TYK2, a Janus kinase, plays both structural and catalytic roles in type I interferon (IFN) signaling. We recently reported (Rani, M. R. S., Gauzzi, C., Pellegrini, S., Fish, E., Wei, T., and Ransohoff, R. M. (1999) J. Biol. Chem. 274, 1891–1897) that catalytically active TYK2 was necessary for IFN-β to induce the β-R1 gene. We now report IFN-β-mediated activation of STATs and other components in U1 (TYK2-null) cell lines that were complemented with kinase-negative (U1.KR930) or wild-type TYK2 (U1.wt).
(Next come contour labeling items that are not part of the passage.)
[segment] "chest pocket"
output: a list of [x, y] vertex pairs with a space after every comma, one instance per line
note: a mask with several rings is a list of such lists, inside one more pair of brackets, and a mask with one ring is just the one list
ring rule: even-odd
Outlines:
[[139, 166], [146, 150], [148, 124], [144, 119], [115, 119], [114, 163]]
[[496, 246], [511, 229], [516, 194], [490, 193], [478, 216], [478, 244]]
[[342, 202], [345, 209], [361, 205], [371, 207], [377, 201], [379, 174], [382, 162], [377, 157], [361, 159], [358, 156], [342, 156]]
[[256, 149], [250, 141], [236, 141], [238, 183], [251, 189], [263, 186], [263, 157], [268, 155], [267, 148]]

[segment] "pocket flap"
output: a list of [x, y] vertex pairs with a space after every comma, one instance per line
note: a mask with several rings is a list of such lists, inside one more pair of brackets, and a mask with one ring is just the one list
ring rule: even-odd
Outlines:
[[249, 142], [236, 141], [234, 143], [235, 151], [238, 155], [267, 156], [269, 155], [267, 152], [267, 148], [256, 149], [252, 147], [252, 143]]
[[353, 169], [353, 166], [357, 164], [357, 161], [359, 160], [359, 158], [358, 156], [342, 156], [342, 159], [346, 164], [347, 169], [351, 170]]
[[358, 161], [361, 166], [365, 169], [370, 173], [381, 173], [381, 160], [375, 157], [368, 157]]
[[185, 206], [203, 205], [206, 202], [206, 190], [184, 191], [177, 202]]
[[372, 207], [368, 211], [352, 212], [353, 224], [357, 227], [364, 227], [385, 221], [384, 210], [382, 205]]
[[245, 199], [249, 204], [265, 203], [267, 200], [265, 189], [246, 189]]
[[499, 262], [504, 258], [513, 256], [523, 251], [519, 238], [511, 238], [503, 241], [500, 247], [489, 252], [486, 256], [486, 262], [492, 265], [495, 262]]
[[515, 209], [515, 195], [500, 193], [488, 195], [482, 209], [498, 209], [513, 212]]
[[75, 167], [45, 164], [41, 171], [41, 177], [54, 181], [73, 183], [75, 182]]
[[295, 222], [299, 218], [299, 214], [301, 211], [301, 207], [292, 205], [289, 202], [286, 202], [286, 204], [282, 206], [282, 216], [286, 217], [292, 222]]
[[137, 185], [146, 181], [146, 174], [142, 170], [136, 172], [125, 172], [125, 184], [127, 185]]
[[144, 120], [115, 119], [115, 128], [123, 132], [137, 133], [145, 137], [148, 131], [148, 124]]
We found that IFN-β induced phosphorylation on tyrosine of STAT3 in U1.wt cells but not in U1.KR930 cells, whereas STAT1 and STAT2 were activated in both cell lines. Additionally, IFN-β-mediated phosphorylation of interferon-α receptor-1 (IFNAR-1) was defective in IFN-β treated U1.KR930 cells, but evident in U1.wt cells. In U1A-derived cells, the p85/p110 phosphoinositol 3-kinase isoform was associated with IFNAR-1 but not STAT3, and the association was ligand-independent. Further, IFN-β treatment stimulated IFNAR-1-associated phosphoinositol kinase activity equally in either U1.wt or U1.KR930 cells. Our results indicate that catalytically active TYK2 is required for IFN-β-mediated tyrosine phosphorylation of STAT3 and IFNAR-1 in intact cells.